Entropy (Basel). 2023 Jul 15;25(7):1068. doi: 10.3390/e25071068.

Abstract

Network epidemiology plays a fundamental role in understanding the relationship between network structure and epidemic dynamics, among which identifying influential spreaders is especially important. Most previous studies aim to propose a centrality measure based on network topology to reflect the influence of spreaders, which manifest limited universality. Machine learning enhances the identification of influential spreaders by combining multiple centralities. However, several centrality measures utilized in machine learning methods, such as closeness centrality, exhibit high computational complexity when confronted with large network sizes.
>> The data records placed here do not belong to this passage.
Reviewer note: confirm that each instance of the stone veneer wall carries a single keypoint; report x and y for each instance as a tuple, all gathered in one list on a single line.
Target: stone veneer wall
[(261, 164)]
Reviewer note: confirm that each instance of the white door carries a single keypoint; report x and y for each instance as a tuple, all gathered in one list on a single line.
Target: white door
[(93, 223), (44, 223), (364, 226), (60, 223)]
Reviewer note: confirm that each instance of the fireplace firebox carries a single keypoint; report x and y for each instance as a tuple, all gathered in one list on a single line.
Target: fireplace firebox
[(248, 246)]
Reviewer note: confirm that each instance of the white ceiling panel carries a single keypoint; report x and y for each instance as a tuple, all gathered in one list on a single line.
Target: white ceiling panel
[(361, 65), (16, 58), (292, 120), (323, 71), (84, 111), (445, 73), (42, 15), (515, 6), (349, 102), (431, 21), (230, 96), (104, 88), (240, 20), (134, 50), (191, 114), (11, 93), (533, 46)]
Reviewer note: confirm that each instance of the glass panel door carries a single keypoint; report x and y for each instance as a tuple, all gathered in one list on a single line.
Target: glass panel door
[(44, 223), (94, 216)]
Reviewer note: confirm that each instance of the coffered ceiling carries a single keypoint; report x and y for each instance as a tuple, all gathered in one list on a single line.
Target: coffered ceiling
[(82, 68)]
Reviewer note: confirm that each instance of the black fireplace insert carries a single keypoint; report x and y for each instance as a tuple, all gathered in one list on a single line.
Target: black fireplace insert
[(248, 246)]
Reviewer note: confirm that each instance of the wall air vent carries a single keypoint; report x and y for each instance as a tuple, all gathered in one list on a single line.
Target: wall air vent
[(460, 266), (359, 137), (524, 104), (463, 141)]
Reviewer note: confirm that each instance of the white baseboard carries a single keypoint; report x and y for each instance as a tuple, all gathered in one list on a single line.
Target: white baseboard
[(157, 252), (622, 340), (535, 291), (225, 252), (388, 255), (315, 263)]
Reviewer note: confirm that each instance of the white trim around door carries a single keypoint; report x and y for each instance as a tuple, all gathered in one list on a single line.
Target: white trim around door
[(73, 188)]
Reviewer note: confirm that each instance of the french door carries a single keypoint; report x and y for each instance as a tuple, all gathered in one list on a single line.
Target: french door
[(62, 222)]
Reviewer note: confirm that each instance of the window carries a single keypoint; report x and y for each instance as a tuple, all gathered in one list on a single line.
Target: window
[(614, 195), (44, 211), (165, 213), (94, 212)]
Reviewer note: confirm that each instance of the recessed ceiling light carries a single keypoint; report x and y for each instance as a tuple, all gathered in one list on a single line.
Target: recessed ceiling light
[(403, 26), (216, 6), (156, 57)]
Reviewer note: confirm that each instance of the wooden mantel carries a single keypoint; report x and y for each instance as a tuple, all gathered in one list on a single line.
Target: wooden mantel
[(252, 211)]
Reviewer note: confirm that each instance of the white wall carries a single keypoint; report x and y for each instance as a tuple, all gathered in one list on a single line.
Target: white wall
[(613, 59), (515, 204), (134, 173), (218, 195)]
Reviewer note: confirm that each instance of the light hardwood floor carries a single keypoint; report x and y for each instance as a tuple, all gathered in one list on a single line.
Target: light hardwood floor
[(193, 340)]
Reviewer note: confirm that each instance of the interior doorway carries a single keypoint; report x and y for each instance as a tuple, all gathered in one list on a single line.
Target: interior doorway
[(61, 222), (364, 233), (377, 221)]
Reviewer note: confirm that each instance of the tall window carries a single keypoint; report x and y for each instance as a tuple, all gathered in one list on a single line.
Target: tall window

Here, we propose a two-phase feature selection method for identifying influential spreaders with a reduced feature dimension. Depending on the definition of influential spreaders, we obtain the optimal feature combination for different synthetic networks. Our results demonstrate that when the datasets are mildly or moderately imbalanced, for Barabasi-Albert (BA) scale-free networks, the centralities' combination with the two-hop neighborhood is fundamental, and for Erdős-Rényi (ER) random graphs, the centralities' combination with the degree centrality is essential. Meanwhile, for Watts-Strogatz (WS) small world networks, feature selection is unnecessary. We also conduct experiments on real-world networks, and the features selected display a high similarity with synthetic networks. Our method provides a new path for identifying superspreaders for the control of epidemics.

Keywords: feature selection; influential node identification; machine learning; network epidemiology.